The size of the overall database is enormous. NASA is putting up weather satellites expected to collect 1TB/day for a period of years, totaling as much as 6 PB of data, which no existing system is large enough to store. The Sequoia 2000 Global Change Research Project is concerned with building this database.

Why parallelism is essential

The speed of light is an intrinsic limitation to the speed of computers. Suppose we wanted to build a completely sequential computer with 1 TB of memory running at 1 Tflop. If the data has to travel a distance r to get from the memory to the CPU, and it has to travel this distance 10^12 times per second at the speed of light c=3e8 m/s, then r <= c/10^12 = .3 mm. So the computer has to fit into a box .3 mm on a side.

Now consider the 1TB memory. Memory is conventionally built as a planar grid of bits, in our case say a 10^6 by 10^6 grid of words. If this grid is .3mm by .3mm, then one word occupies about 3 Angstroms by 3 Angstroms, or the size of a small atom. It is hard to imagine where the wires would go!

Why writing fast programs is hard.

In the Netlib repository there is a long list of ``all'' computers, together with performance benchmark information. One benchmark, the Linpack Benchmark, sorts all machines by the speed with which they can solve systems of linear equations Ax=b, of various dimensions, using Gaussian elimination. As of Jan 1996, the fastest machine is an Intel Paragon with 6768 processors and a peak speed of 50 Mflops/proc, for an overall peak speed of 6768*50 = 338 Gflops. Doing Gaussian elimination, the machine gets 281 Gflops on a 128600x128600 matrix; the whole problem takes 84min. This is also a record for the largest dense matrix solved by Gaussian elimination (a record which has held for a year, a long time in this business). Current Paragons have i860 chips, but future Paragons may have Pentiums (hopefully ones that do division correctly).

But, if we try to solve a much tinier 100-by-100 linear system, the fastest the system will go is 10 Mflops rather than 281 Gflops, and that is attained using just one of the 6768 processors, an expensive waste of silicon. Staying with a single processor, but going up to a 1000x1000 matrix, the speed goes up to 36 Mflops.

Where do the flops go? Why does the speed depend so much on the problem size? The answer lies in understanding the memory hierarchy. All computers, even cheap ones, look something like this:

The memory at the top level of this hierarchy, the registers, is small, fast and expensive. The memory at the bottom level of the hierarchy, disk, is large, slow and cheap (relatively speaking!).

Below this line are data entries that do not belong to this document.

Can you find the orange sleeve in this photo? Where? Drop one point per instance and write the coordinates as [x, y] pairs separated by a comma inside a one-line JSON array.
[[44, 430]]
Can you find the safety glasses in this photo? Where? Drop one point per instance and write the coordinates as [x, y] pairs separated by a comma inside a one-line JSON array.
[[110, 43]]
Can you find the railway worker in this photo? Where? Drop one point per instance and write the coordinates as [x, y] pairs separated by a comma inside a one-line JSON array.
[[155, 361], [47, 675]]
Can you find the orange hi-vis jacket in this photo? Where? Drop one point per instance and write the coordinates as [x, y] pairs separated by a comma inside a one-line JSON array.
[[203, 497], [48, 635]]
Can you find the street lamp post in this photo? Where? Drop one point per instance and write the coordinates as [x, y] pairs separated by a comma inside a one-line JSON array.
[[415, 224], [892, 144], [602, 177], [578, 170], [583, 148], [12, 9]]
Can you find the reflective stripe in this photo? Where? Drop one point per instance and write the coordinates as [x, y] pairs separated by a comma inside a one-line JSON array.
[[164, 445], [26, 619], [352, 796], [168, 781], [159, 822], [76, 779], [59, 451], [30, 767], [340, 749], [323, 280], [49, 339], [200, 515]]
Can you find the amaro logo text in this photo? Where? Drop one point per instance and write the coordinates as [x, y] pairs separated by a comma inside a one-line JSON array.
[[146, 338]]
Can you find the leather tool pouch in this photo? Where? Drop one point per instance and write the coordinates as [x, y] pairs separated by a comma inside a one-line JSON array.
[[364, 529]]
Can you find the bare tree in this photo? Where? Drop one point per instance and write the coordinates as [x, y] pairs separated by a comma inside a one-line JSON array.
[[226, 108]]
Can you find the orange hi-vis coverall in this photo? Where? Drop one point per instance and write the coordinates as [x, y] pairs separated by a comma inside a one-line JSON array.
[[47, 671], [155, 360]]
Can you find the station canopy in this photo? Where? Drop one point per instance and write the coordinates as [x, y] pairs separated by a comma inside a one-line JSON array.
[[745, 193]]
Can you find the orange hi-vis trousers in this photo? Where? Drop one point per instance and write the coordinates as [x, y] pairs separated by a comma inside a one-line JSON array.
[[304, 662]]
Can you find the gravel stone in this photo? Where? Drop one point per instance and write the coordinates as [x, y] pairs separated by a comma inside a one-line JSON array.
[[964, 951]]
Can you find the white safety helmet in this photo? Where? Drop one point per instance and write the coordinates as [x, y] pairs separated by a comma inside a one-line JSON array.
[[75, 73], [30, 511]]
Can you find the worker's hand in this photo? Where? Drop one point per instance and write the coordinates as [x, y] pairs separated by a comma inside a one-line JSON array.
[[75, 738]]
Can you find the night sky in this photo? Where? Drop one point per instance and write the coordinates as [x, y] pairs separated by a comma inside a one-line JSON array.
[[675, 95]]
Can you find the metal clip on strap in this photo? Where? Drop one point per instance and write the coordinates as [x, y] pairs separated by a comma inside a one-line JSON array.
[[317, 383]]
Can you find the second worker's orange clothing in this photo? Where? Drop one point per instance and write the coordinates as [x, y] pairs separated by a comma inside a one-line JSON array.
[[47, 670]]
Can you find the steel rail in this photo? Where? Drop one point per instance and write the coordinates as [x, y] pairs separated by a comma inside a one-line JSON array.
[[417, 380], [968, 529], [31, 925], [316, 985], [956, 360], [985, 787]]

There is a discontinuous change in size, speed and cost from level to level.

Useful work, such as floating point operations, can only be done on data at the top of the hierarchy. So to work on data stored lower in the hierarchy, it must first be transferred to the registers, perhaps displacing other data already there. Transferring data among levels is slow, much slower than the rate at which we can do useful work on data in the registers. In fact, this data transfer is the bottleneck in most computations: more time is spent moving data in the hierarchy than doing useful work.

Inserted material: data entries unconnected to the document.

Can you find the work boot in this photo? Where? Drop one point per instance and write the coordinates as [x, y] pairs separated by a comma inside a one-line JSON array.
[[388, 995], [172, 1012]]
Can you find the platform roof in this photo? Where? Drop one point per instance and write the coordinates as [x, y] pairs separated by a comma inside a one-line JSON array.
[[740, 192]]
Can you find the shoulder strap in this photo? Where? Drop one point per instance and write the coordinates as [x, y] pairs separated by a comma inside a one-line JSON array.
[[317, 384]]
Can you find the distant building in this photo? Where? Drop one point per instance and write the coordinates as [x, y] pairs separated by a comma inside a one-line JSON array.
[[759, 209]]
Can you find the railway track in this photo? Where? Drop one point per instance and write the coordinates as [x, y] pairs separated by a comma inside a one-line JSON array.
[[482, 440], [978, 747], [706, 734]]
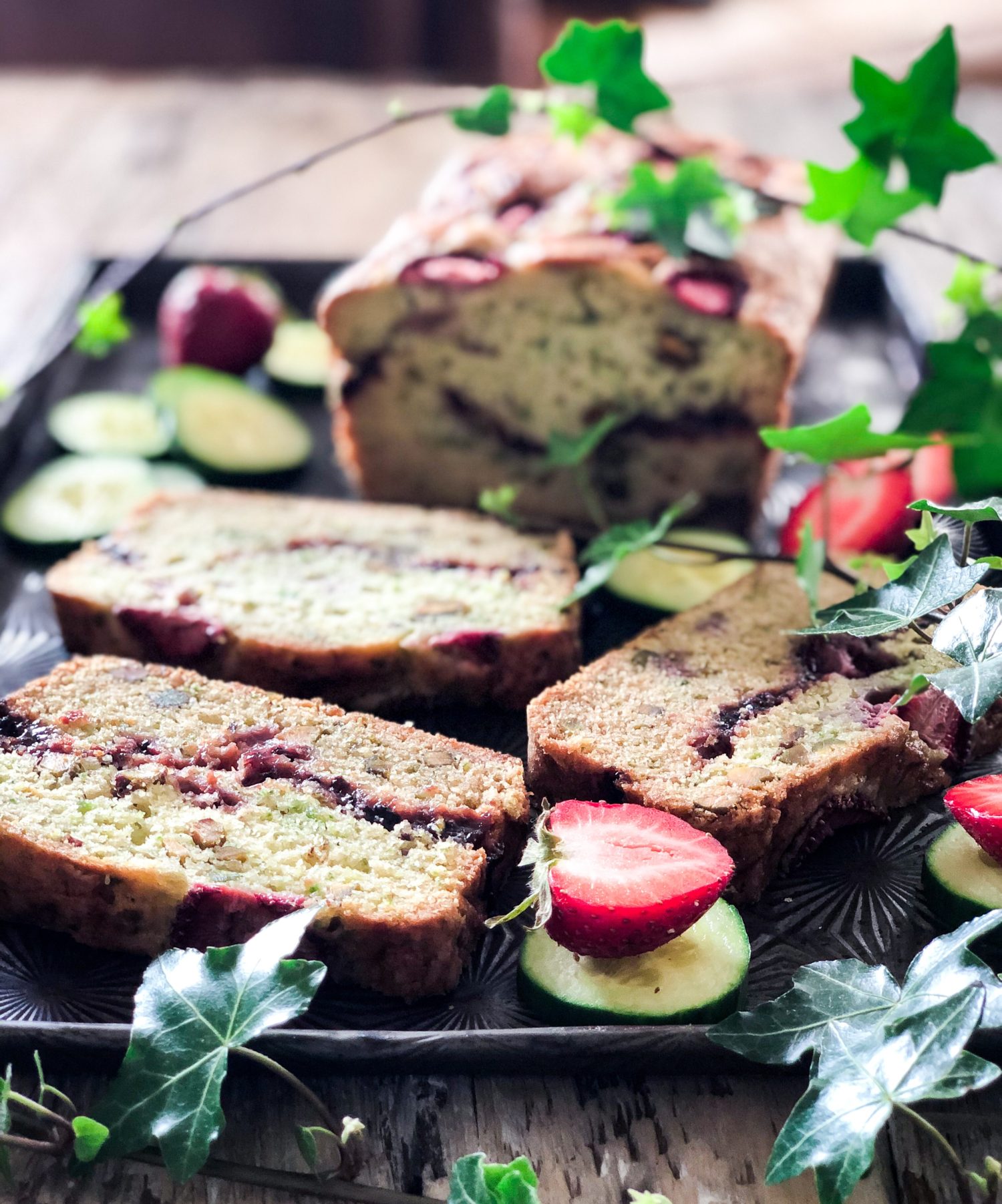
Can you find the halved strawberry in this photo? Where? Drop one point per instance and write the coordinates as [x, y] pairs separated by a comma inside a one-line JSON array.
[[977, 807], [617, 879], [866, 511]]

Good algorithm design requires keeping active data near the top of the hierarchy as long as possible, and minimizing movement between levels. For many problems, like Gaussian elimination, only if the problem is large enough is there enough work to do at the top of the hierarchy to mask the time spent transferring data among lower levels. The more processors one has, the larger the problem has to be to mask this transfer time. We will study this example in detail later.

It is often remarked that speeds of basic microprocessors grow by a factor of 2 every 18 months; this empirical observation, true over many years, is called Moore's Law. In case you think that parallel programming is too hard, and that you would rather wait until Moore's Law makes the personal computer on your desk fast enough for your problem, think again: The reason Moore's Law is true, is that microprocessor manufacturers are adopting many of the tricks of parallel computing and accounting for memory hierarchies that we will discuss. So getting the peak speed from your microprocessor is becoming more difficult. There is no way around the issues we will discuss.